La vraie « surprise » vient des pages consacrées à Spinoza. Le polisseur de verres est un des grands absents du dialogue pensant de Heidegger avec les philosophes. Les commentaires des propositions de l’Éthique et l’analyse des concepts de substance, d’attribut et de mode en sont d’autant plus précieux. On comprend pourquoi Spinoza ne symbolise pas, dans la vision heideggérienne de l’histoire de la métaphysique, une étape cruciale : « la systématisation du tout de l’étant au sens de l’idée grecque d’être [y] atteint sa forme la plus extrême ». Bien que soit affirmée dans l’introduction du cours « l’importance » de Spinoza, « en vertu de son rapport à Descartes, mais également de la tradition théologique particulière dont il est issu – philosophie de la religion et scolastiques judaïques – qui recoupent les mêmes fondements », il demeure le penseur de l’être identifié à la substance. 

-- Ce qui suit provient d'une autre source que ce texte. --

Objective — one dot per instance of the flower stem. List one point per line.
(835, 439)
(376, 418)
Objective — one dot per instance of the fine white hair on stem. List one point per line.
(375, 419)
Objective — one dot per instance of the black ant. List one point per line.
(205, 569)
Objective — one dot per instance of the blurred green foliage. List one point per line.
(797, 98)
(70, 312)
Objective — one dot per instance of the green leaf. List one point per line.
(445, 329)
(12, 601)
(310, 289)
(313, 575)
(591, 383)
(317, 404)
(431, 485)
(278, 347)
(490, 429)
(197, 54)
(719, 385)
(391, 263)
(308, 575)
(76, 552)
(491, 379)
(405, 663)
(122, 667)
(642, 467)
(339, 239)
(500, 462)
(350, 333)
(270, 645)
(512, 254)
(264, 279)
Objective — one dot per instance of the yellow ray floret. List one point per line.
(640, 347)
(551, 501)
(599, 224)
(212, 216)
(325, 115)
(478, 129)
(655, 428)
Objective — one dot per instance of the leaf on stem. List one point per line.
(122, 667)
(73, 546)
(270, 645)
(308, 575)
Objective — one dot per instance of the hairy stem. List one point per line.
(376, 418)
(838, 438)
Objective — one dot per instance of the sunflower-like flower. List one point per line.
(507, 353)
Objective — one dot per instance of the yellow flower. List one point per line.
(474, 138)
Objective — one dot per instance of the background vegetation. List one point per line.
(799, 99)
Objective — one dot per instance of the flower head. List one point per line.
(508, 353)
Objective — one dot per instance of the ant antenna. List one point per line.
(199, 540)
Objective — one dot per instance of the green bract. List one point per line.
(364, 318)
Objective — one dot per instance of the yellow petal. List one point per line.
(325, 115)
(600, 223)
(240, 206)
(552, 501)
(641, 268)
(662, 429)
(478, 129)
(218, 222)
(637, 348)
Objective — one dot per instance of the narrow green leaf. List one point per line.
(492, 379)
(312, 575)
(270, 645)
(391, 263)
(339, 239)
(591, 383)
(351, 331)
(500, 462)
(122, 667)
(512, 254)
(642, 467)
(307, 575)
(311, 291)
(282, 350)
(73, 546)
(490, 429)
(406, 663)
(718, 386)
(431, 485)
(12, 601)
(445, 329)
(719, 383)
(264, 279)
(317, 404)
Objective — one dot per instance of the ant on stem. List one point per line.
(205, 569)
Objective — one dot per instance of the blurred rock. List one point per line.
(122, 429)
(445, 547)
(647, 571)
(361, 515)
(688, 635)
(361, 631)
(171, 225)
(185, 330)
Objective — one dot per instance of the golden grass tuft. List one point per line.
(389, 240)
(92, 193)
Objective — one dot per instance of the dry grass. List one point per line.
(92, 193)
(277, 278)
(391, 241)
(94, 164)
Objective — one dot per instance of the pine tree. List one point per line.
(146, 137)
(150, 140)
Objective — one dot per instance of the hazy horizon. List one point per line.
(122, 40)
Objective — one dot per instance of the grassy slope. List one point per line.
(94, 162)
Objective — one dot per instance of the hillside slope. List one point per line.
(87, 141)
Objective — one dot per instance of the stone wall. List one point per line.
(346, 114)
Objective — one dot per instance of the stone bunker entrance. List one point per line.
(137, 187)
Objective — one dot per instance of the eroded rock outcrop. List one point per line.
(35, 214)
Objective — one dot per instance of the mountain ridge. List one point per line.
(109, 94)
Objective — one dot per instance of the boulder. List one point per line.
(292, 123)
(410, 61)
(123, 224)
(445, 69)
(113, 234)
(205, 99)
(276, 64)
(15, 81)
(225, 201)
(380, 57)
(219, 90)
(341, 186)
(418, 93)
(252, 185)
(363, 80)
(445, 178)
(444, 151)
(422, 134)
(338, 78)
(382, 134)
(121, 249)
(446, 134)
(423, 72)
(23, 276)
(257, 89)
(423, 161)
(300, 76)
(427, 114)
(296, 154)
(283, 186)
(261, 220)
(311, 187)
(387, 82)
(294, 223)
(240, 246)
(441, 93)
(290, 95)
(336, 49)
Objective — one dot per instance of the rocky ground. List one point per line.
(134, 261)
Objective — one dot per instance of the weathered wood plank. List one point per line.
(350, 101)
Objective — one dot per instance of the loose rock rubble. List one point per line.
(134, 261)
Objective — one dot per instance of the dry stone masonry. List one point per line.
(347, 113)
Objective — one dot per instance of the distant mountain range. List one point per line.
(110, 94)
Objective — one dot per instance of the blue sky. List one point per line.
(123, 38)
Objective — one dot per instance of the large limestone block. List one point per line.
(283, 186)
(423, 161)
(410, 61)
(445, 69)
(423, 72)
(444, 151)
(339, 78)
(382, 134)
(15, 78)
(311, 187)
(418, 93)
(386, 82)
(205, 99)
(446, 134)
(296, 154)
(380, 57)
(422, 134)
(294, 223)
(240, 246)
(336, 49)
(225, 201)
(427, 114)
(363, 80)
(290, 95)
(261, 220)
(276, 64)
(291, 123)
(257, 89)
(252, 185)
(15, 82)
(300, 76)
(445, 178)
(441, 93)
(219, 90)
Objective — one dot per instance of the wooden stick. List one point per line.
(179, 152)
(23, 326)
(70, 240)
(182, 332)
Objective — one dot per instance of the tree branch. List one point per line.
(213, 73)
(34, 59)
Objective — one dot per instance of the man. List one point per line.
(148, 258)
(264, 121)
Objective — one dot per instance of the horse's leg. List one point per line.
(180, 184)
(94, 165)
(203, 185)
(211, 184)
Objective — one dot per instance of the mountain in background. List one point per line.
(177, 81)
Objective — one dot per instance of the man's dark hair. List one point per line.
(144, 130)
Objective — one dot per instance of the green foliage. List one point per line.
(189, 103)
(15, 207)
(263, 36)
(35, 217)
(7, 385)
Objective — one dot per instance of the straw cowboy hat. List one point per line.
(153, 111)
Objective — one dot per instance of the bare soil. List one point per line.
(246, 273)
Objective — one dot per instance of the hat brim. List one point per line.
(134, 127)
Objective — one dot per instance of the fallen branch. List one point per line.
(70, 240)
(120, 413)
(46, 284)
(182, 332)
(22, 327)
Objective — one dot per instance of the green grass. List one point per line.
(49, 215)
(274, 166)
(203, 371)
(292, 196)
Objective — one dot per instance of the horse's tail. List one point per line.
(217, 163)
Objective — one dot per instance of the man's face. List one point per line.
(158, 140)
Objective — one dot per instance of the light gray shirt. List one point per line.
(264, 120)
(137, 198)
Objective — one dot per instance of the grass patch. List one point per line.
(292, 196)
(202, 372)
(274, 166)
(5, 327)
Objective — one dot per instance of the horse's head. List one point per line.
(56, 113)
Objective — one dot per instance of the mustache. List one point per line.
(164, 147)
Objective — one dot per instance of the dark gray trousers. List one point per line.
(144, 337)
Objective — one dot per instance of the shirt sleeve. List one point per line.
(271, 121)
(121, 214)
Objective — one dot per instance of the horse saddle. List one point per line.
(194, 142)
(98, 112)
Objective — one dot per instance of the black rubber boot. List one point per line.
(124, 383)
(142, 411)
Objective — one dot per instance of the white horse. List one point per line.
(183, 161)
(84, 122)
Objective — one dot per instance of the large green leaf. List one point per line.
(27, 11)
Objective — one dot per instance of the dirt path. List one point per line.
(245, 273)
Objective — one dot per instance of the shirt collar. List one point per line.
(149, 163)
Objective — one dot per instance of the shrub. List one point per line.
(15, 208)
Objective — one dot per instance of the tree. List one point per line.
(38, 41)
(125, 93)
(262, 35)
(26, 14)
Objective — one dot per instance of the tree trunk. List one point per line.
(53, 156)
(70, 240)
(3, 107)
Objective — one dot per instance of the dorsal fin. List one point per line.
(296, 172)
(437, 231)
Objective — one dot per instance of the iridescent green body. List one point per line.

Le Leibniz que commente ensuite Heidegger va devenir un témoin qui suivra tout le développement de la pensée du Souabe. Pour l’heure, il tient à « déterminer de façon plus précise la structure monadologique de la substantialité ». Il reviendra plus longuement au Lipsien dès 1928 avec un cours (Les fondements métaphysiques de la logique à partir de Leibniz, tome 26, non encore publié en français). L’enseignement du semestre, ne pouvant qu’esquisser la réflexion sur Kant dans les suppléments, s’achève par un examen de la pensée de Christian Wolff et de Christian August Crusius. Ces deux auteurs, le deuxième moins connu que le premier, sont importants dans la mesure où leurs œuvres vont structurer l’enseignement européen de la philosophie. Ici, ils servent surtout d’introduction à la pensée de Kant. 

Heidegger, avec ce cours et dans beaucoup d’autres, aura donc montré comment « l’histoire de la philosophie » appartient à la philosophie ; « elle n’est pas un quelconque appendice qui peut fournir à l’occasion matière à l’examen » (voir Les problèmes fondamentaux de la phénoménologie, le cours qui suit immédiatement celui qui nous occupe, p. 41-42 de la traduction française). Et il aura montré que cette histoire ne peut passer que par une réappropriation déconstructrice (et non destructrice) de la tradition.